KSails
KSails

Reputation: 35

Laravel Eloquent Query Optimization

The purpose of my application is to crunch payroll data by department, date(daily, weekly, monthly, quarterly, and annually) and display it in a dashboard with graphs.

I have two(2) tables that I upload CSV to obtain data: 'attendance' and 'payroll';

I have ten(10) schools each identified by a four(4) digit number in a text field.

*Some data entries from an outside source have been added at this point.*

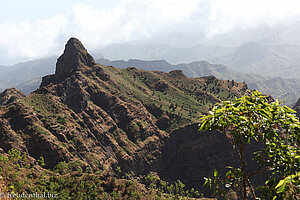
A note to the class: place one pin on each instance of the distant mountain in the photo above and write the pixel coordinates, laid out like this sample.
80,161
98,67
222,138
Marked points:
286,34
215,54
267,60
11,76
287,90
87,120
297,107
29,86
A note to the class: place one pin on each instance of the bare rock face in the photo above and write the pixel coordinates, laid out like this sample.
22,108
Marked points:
297,108
108,117
75,57
9,95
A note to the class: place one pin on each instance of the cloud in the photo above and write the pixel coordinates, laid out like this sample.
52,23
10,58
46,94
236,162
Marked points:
135,19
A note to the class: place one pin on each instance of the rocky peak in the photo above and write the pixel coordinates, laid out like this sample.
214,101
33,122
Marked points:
74,58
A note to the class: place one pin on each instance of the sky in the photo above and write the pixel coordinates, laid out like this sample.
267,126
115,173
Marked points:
34,29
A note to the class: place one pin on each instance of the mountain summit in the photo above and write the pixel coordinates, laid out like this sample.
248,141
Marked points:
75,56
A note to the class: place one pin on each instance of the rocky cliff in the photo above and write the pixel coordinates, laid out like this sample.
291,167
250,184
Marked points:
297,107
108,117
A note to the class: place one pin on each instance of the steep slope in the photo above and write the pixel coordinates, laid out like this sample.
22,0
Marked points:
287,90
297,107
174,55
104,116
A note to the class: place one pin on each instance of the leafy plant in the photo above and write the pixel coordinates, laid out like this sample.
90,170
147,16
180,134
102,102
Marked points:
254,119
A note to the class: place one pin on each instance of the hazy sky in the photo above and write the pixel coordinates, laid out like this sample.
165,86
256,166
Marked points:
33,28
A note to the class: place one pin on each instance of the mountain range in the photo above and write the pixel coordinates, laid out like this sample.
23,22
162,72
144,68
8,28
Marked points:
285,89
105,118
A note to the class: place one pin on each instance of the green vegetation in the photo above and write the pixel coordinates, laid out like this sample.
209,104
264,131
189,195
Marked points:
183,99
70,181
252,119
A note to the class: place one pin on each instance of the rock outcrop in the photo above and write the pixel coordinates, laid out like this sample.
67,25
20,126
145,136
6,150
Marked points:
297,107
107,117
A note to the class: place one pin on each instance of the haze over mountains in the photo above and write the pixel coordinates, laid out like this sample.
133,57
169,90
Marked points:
266,58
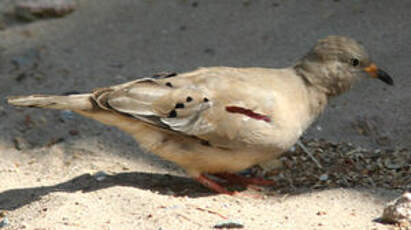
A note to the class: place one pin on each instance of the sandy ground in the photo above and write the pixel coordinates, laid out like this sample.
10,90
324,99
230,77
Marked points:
49,159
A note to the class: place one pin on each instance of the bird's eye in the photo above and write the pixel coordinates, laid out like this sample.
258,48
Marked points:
355,62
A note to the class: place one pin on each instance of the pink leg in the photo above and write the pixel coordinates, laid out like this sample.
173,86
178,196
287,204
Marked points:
207,182
234,178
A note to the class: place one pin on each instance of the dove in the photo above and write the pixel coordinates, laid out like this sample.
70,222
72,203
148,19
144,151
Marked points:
221,120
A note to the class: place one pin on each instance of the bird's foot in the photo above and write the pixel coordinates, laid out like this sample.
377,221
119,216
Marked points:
209,183
237,179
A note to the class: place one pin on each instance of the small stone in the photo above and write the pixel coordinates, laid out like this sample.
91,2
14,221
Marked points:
229,224
398,210
66,115
4,222
100,176
324,177
21,144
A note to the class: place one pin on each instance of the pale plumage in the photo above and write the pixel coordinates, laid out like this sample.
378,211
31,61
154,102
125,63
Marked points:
222,119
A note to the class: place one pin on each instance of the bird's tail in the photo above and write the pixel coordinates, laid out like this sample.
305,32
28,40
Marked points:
70,102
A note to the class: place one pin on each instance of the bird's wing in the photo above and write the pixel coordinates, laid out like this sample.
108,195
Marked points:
158,101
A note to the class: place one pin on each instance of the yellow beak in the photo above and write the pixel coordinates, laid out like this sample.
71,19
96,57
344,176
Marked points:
375,72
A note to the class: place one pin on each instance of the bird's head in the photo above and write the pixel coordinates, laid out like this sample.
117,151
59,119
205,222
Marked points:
335,62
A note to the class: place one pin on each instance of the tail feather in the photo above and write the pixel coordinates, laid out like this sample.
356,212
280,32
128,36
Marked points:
71,102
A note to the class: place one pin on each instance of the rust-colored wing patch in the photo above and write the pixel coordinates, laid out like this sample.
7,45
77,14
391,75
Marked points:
248,112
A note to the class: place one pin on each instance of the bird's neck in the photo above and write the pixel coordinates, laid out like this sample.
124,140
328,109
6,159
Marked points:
328,78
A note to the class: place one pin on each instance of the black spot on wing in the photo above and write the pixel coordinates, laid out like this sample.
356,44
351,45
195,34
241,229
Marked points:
179,106
172,114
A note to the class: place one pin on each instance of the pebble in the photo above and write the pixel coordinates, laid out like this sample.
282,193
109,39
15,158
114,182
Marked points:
398,210
324,177
4,222
100,175
66,115
20,143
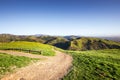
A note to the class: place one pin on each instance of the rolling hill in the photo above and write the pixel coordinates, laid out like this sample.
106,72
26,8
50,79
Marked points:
31,47
65,42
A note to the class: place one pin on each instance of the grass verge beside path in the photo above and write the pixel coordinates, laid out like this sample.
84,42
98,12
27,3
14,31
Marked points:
95,65
9,63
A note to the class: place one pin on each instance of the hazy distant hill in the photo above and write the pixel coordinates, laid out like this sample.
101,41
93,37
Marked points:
115,38
65,42
84,43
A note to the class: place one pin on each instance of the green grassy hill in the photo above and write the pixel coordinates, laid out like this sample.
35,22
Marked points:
31,47
8,63
92,44
95,65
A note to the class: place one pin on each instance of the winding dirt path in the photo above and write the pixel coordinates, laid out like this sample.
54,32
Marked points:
52,68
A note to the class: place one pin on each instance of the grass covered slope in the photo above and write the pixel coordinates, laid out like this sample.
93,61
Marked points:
95,65
92,44
32,47
9,63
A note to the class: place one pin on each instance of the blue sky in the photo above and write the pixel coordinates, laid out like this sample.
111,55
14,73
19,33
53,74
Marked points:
60,17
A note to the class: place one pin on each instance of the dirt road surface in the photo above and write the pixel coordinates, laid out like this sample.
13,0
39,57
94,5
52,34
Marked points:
51,68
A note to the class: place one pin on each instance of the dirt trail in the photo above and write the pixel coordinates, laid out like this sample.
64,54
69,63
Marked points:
52,68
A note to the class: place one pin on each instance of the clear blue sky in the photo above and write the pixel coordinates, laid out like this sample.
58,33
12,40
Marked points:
60,17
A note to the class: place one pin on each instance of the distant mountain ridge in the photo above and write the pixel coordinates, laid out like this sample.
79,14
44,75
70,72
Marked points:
65,42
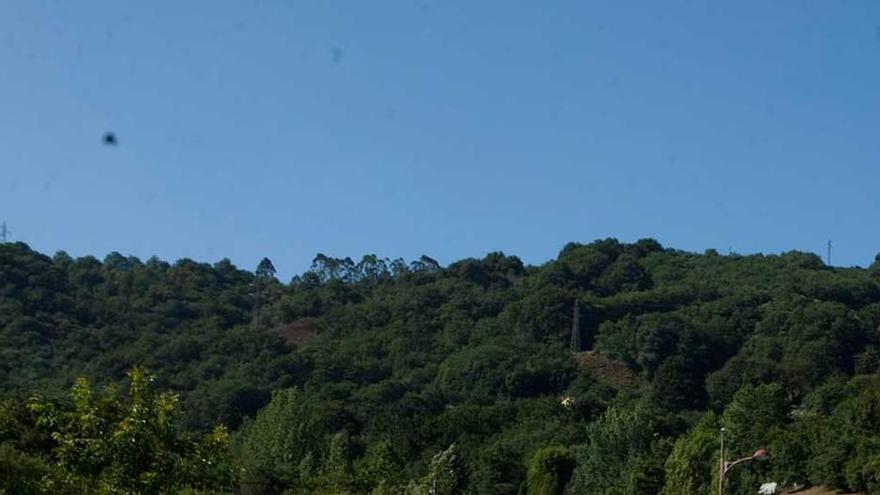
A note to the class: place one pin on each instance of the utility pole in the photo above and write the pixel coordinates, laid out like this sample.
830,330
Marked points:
828,259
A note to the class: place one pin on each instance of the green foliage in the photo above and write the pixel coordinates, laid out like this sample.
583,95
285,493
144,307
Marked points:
353,376
109,444
694,459
549,471
623,454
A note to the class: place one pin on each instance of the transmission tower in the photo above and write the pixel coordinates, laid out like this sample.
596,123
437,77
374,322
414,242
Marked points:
576,345
828,259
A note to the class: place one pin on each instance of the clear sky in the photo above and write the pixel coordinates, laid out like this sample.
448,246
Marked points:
284,128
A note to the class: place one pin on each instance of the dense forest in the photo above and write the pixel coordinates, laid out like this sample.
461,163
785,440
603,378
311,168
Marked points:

**attendance** = date | school_code | department_name | child_count

**payroll** = date | school_code | teacher_name | department | hours | pay_rate

Here's what I'm trying. My queries are terribly expensive.

public function index() {

    $schools     = array( '1001', '1003', '1004', '1005', '1007', '1008', '1009', '1010', '1011' );

    $infants   = 'Infants';
    $ones      = 'Ones';
    $twos      = 'Twos';
    $threes    = 'Threes';
    $fours     = 'Fours';
    $fives     = 'Fives';
    $schoolAge = 'School Age';
    $unknowns  = 'Unknown';
    $preK      = 'PreK';
    $office    = 'Office';

    $oneInfants    = ChildCount::where( 'school_code', $schools[0] )->where( 'department_name', $infants );
    $oneOnes       = ChildCount::where( 'school_code', $schools[0] )->where( 'department_name', $ones )->get();
    $oneTwos       = ChildCount::where( 'school_code', $schools[0] )->where( 'department_name', $twos )->get();
    $oneThrees     = ChildCount::where( 'school_code', $schools[0] )->where( 'department_name', $threes )->get();
    $oneFours      = ChildCount::where( 'school_code', $schools[0] )->where( 'department_name', $fours )->get();
    $oneFives      = ChildCount::where( 'school_code', $schools[0] )->where( 'department_name', $fives )->get();
    $oneSchoolAges = ChildCount::where( 'school_code', $schools[0] )->where( 'department_name', $schoolAge )->get();
    $oneUnknowns   = ChildCount::where( 'school_code', $schools[0] )->where( 'department_name', $unknowns )->get();
    $onePreK       = ChildCount::where( 'school_code', $schools[0] )->where( 'department_name', $preK )->get();
    $oneOffice     = ChildCount::where( 'school_code', $schools[0] )->where( 'department_name', $office )->get();


... **REPEATED FOR EACH SCHOOL** ...


    $oneMaster= DB::table( 'payrolls' )
                    ->join( 'child_counts', 'child_counts.school_code', '=', 'payrolls.school_code' )
                    ->where( 'payrolls.department', $infants )
                    ->where('payrolls.school_code',$schools[0])
                    ->take( 100 )
                    ->select( 'payrolls.*', 'child_days' )
                    ->get();

I don't have a Model for schools because this is a third-party application with the data being exported CSV from our Main Operations Program.


How do I optimize these queries while joining on school_code between child_counts && payrolls - once I'm able to iterate through these schools, departments, and dates - I can query daily, weekly, monthly, quarterly, and annually;

Thanks in advance.

Upvotes: 1

Views: 336

Answers (1)

Pepijn Olivier
Pepijn Olivier

Reputation: 977

You will benefit when using an actual Eloquent model for every database table you have (create a model for payrolls if you don't already have one).

Once you have the Payroll model, make sure the appropriate relationship functions are defined on each model. (Make a relationship on ChildCount and to make your life easier later on, also define the reversed relationship on Payroll).

ChildCount.php

public function payrolls() {
    return $this-hasMany(Payroll::class, 'school_code', 'school_code');
}

// I think you can even limit the payrolls in your relationship, not sure about this
public function payrollsLimited() {
    return $this-hasMany(Payroll::class, 'school_code', 'school_code')->limit(100);
}

This way you can leverage eager loading. This should get you started:

$schoolCode = $schools[0];
$departmentNames = [$infants, $ones, $twos, $threes]; // etc.
$childCounts = ChildCount::where( 'school_code', $schoolCode)
  ->whereIn( 'department_name', $departmentNames )
  ->with(['payrolls']) // assumes the ChildCount model has a relationship with the payroll model
  ->get();

The above could be wrapped in a foreach, to loop over each school, but of course you could load all the data for every school in one query as well. I don't know how many schools we're talking, or how big your payrolls table is, but if you'd want to try this, you would use whereIn instead of where.

Good luck!

PS: Last thing I want to add, is you might want to take another look at your database design or model names. It doesn't make sense to me that the payrolls and childcounts tables are joined via school_code (and is ChildCount the best name for your model?)